Archaeological experts discovered a large number of earthenware pieces on a cliff by the side of Qishui River in Qixian county, Baoji of Shaanxi province.
The discovered pieces and the earthenware unearthed in Banpo of Xi'an belong to the cultural ruins of Yangshao Culture of the Neolithic Age. The archaeological discovery signifies that 3,000 years before the Zhou Dynasty (1121 to 249 BCE), there lived ancient people there, so the history of the Shaanxi Zhouyuan areas, the birthplace of the Zhou civilization, dates back at least to more than 6,000 years ago.

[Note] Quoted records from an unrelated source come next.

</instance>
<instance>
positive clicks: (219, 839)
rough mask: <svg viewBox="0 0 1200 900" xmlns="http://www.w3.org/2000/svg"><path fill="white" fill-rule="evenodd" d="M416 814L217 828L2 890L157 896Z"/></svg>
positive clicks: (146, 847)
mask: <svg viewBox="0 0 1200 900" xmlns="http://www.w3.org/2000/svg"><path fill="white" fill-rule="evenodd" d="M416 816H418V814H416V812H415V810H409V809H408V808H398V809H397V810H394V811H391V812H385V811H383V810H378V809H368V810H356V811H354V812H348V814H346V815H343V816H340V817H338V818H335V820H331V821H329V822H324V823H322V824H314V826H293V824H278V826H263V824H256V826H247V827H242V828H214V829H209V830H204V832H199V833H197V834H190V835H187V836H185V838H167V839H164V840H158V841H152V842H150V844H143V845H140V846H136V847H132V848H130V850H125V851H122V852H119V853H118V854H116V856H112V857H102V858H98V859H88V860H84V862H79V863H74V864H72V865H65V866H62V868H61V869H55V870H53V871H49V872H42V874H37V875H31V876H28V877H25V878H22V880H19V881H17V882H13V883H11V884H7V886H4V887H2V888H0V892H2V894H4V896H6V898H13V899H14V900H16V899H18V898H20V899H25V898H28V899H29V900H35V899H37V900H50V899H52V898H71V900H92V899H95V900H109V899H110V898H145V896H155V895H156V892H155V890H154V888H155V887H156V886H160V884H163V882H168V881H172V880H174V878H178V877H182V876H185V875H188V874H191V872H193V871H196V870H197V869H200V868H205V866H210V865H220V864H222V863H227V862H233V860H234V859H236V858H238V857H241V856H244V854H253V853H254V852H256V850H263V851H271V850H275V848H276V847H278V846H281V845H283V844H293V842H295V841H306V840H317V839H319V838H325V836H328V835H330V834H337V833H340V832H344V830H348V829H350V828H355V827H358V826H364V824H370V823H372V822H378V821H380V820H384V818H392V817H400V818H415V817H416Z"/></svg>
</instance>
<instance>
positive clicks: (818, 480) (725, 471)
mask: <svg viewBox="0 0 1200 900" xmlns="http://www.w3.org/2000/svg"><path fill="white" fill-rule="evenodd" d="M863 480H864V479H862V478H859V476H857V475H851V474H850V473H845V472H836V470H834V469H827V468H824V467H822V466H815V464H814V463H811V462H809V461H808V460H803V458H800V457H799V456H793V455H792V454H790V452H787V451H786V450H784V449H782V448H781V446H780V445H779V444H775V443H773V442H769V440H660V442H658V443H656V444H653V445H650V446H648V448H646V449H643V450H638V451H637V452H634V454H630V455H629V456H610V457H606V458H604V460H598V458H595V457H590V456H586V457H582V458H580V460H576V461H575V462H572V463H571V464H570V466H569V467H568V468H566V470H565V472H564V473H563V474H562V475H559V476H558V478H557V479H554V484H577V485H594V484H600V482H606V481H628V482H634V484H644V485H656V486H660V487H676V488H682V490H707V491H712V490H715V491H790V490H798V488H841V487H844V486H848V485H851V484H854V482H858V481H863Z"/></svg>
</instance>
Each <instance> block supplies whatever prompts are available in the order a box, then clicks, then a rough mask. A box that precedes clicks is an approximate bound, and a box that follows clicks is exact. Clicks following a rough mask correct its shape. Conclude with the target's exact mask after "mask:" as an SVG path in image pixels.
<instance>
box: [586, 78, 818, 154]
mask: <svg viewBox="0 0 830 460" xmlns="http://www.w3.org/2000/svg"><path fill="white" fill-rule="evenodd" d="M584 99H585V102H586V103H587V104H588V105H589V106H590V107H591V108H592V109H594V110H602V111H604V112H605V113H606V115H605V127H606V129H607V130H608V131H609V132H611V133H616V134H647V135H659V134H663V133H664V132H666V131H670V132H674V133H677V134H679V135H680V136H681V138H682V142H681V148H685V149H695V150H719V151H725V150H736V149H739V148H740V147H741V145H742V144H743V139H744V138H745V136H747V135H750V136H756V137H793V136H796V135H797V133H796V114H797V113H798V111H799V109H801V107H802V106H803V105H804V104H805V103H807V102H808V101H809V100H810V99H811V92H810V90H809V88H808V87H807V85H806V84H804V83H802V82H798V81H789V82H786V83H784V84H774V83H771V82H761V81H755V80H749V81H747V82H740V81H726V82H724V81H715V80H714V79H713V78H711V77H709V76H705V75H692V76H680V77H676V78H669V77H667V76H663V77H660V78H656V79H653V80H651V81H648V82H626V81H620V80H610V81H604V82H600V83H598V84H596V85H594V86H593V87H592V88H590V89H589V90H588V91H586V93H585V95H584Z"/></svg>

     According to archeologists, Zhouyuan, the birthplace of the Zhou Dynasty, is named as people lived there during the West Zhou Dynasty. As a result, the area is of unique position in history. There are two meanings for the Zhouyuan ruins. In a broad sense, the area starts from Wugong county in the east to Fengxiang county in the west and from Beishan in the north to Weihe in the south, which covers an area of hundreds of square kilometers. In a narrow sense, it is an area of more than 20 square kilometers bordering the two counties of Qishan and Fufeng. The area is known as a 'land of bronze ware' due to that a large number of bronze ware unearthed there.
     Archeologists found a lot of earthenware pieces on a cliff of Liulongzui Village at the foot of Mount Qishan on the eve of the past Spring Festival, with which, they patched up more than 30 clay pots. Judging from the firing methods, shapes and lines, experts believe that the earthenware belongs to the late Neolithic. Many of the patch-up potteries are red ones made of finely ground clay, apart from some black ones made of coarse clay. These potteries show high level of technology. According to experts, the painting tools at that time should be made of hair, might be the embryonic form of brush pens based on analysis of the painted lines on the basins.
     According to He Shiming, researcher with Qishan County Museum, local archaeologists have clung together the ancient earthenware pieces and shaped over 30 earthenware utensils such as pots and jars. With delicate patterns of rope, flower, pane and basket, the earthenware utensils were made of a variety of clay materials in red, black and buff.